I'm using Django 1.3. Not sure if they've added a nicer way to GROUP_BY recently.
Django 1.10 and above
Django documentation lists extra as deprecated soon. (Thanks for pointing that out #seddonym, #Lucas03). I opened a ticket and this is the solution that jarshwah provided.
from django.db.models.functions import TruncMonth
from django.db.models import Count
Sales.objects
.annotate(month=TruncMonth('created')) # Truncate to month and add to select list
.values('month') # Group By month
.annotate(c=Count('id')) # Select the count of the grouping
.values('month', 'c') # (might be redundant, haven't tested) select month and count
Older versions
from django.db import connection
from django.db.models import Sum, Count
truncate_date = connection.ops.date_trunc_sql('month', 'created')
qs = Order.objects.extra({'month':truncate_date})
report = qs.values('month').annotate(Sum('total'), Count('pk')).order_by('month')
Edits
Added count
Added information for django >= 1.10
Just a small addition to #tback answer:
It didn't work for me with Django 1.10.6 and postgres. I added order_by() at the end to fix it.
from django.db.models.functions import TruncMonth
Sales.objects
.annotate(month=TruncMonth('timestamp')) # Truncate to month and add to select list
.values('month') # Group By month
.annotate(c=Count('id')) # Select the count of the grouping
.order_by()
Another approach is to use ExtractMonth. I ran into trouble using TruncMonth due to only one datetime year value being returned. For example, only the months in 2009 were being returned. ExtractMonth fixed this problem perfectly and can be used like below:
from django.db.models.functions import ExtractMonth
Sales.objects
.annotate(month=ExtractMonth('timestamp'))
.values('month')
.annotate(count=Count('id'))
.values('month', 'count')
metrics = {
'sales_sum': Sum('total'),
}
queryset = Order.objects.values('created__month')
.annotate(**metrics)
.order_by('created__month')
The queryset is a list of Order, one line per month, combining the sum of sales: sales_sum
#Django 2.1.7
Here's my dirty method. It is dirty.
import datetime, decimal
from django.db.models import Count, Sum
from account.models import Order
d = []
# arbitrary starting dates
year = 2011
month = 12
cyear = datetime.date.today().year
cmonth = datetime.date.today().month
while year <= cyear:
while (year < cyear and month <= 12) or (year == cyear and month <= cmonth):
sales = Order.objects.filter(created__year=year, created__month=month).aggregate(Count('total'), Sum('total'))
d.append({
'year': year,
'month': month,
'sales': sales['total__count'] or 0,
'value': decimal.Decimal(sales['total__sum'] or 0),
})
month += 1
month = 1
year += 1
There may well be a better way of looping years/months but that's not really what I care about :)

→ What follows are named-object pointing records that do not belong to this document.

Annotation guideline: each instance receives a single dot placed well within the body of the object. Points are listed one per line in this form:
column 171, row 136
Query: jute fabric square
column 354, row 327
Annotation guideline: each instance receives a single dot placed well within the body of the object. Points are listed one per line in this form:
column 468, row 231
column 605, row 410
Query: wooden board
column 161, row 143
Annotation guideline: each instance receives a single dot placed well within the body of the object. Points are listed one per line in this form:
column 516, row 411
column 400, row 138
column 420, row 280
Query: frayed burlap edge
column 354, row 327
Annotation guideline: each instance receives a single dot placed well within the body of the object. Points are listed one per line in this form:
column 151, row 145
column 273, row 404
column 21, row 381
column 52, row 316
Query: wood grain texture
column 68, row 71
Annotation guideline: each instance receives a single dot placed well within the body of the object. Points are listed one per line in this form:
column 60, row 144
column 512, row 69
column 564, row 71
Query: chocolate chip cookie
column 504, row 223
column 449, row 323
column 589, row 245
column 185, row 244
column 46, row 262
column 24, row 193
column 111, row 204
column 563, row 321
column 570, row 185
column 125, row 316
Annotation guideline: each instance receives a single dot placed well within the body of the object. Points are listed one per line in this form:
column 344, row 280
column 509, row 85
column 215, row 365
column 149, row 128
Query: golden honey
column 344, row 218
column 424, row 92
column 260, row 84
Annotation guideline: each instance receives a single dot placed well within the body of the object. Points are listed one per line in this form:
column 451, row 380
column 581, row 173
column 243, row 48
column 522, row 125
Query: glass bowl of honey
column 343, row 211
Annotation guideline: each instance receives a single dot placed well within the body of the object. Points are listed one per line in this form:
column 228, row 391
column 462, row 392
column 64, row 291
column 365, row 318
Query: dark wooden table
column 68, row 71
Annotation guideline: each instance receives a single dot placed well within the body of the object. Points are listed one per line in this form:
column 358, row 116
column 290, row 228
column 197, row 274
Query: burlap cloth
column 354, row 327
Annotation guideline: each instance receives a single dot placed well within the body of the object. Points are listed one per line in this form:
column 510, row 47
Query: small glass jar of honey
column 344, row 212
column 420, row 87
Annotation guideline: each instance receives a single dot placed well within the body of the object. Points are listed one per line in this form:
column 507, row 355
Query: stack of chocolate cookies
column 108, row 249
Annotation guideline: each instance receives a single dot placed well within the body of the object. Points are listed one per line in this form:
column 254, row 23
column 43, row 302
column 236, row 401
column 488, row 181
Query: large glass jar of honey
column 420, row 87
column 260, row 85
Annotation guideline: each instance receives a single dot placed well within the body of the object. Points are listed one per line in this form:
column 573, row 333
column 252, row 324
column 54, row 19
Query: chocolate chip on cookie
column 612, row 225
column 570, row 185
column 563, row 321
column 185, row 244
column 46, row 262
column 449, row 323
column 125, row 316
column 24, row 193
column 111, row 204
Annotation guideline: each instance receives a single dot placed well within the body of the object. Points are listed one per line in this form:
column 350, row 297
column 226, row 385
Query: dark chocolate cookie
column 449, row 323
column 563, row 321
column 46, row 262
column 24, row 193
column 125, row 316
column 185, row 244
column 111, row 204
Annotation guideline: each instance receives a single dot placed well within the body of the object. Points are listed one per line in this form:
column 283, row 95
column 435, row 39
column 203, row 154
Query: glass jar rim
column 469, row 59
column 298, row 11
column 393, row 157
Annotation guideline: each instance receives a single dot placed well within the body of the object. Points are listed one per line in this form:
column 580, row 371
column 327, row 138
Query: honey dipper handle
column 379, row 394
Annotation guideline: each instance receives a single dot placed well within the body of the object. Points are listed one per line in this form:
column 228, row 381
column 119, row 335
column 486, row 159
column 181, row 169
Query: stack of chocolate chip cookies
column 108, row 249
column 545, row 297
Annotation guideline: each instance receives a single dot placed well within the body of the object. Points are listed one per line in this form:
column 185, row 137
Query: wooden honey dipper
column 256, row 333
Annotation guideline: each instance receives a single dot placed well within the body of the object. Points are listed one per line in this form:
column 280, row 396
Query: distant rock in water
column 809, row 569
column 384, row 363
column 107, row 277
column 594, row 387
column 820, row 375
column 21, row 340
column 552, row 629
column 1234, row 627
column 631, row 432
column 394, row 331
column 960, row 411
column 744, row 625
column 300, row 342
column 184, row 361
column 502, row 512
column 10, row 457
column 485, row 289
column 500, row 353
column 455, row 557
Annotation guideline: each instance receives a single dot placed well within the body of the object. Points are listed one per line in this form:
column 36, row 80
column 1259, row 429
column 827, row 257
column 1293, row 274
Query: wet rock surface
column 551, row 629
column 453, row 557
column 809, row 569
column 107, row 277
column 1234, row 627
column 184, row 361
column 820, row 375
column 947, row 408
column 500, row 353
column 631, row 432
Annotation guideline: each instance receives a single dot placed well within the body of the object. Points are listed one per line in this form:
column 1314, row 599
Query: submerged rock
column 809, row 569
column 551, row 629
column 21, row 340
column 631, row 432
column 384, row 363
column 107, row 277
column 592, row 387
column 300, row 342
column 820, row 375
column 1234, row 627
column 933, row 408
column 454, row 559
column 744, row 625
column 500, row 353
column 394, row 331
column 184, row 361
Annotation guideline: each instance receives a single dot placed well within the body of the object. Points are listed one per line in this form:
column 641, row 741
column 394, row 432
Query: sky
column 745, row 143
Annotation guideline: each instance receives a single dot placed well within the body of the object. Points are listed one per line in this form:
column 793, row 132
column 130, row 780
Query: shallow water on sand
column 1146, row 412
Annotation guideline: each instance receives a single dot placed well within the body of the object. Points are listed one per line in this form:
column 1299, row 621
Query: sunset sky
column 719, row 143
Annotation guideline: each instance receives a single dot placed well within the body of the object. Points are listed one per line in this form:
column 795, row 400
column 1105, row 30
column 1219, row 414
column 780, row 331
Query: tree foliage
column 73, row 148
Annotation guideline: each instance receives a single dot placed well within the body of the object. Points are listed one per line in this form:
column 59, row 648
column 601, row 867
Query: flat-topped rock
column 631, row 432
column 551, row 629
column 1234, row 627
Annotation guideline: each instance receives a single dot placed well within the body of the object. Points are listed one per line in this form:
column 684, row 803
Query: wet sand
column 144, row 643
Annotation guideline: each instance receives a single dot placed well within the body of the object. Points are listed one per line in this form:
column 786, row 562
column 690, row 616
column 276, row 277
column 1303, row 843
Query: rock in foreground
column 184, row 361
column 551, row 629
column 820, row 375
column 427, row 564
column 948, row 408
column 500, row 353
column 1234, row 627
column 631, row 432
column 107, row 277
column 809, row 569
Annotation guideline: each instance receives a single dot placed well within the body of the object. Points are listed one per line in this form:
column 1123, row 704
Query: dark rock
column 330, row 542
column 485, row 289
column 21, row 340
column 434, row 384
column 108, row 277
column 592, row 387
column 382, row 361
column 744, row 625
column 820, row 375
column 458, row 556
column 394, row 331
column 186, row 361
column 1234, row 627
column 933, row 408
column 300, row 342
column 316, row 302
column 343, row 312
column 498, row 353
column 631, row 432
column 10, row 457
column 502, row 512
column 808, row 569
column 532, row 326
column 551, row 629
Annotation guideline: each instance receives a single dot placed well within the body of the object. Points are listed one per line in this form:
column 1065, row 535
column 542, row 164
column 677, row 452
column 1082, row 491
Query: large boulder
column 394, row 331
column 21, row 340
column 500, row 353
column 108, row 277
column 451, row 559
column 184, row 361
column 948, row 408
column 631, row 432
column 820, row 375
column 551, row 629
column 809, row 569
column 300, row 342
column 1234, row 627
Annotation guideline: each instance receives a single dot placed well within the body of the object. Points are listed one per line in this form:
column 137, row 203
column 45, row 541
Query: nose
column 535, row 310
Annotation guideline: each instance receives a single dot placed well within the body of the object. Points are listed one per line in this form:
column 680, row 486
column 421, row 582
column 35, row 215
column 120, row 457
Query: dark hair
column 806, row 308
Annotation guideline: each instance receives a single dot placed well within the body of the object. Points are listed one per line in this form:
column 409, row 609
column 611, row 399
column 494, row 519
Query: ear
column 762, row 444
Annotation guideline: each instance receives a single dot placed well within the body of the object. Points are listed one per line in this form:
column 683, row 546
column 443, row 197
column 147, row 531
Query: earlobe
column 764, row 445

Here is how you can group data by arbitrary periods of time:
from django.db.models import F, Sum
from django.db.models.functions import Extract, Cast
period_length = 60*15 # 15 minutes
# Annotate each order with a "period"
qs = Order.objects.annotate(
timestamp=Cast(Extract('date', 'epoch'), models.IntegerField()),
period=(F('timestamp') / period_length) * period_length,
)
# Group orders by period & calculate sum of totals for each period
qs.values('period').annotate(total=Sum(field))
By month:
Order.objects.filter().extra({'month':"Extract(month from created)"}).values_list('month').annotate(Count('id'))
By Year:
Order.objects.filter().extra({'year':"Extract(year from created)"}).values_list('year').annotate(Count('id'))
By day:
Order.objects.filter().extra({'day':"Extract(day from created)"}).values_list('day').annotate(Count('id'))
Don't forget to import Count
from django.db.models import Count
For django < 1.10
i have orders table in my database . i am going to count orders per month in the last 3 months
from itertools import groupby
from dateutil.relativedelta import relativedelta
date_range = datetime.now()-relativedelta(months=3)
aggs =Orders.objects.filter(created_at=date_range)\
.extra({'date_created':"date(created_at)"}).values('date_created')
for key , group in groupby(aggs):
print(key,len(list(group)))
created_at is datetime field. by extra function what done is taking date from datetime values. when using datetime we may not get the count correct because objects are created at different time in a day.
The for loop will print date and number of count
Related
Suppose I have query:
ExampleModel.objects.filter(some_datetime_field__gte=start, some_datetime_field__lte=end)
How do I get the list of all months present within "start" and "end" in the above mentioned query.
For example:
IF
start= 1/10/2018 and end=10/1/2019
Then the output will be:
OCTOBER
NOVEMBER
DECEMBER
JANUARY
Anyone any idea how to perform this?
Thank you in advance
You can extract months and then get their names
from django.db.models.functions import ExtractMonth
months = (
ExampleModel.objects
.filter(some_datetime_field__gte=start, some_datetime_field__lte=end)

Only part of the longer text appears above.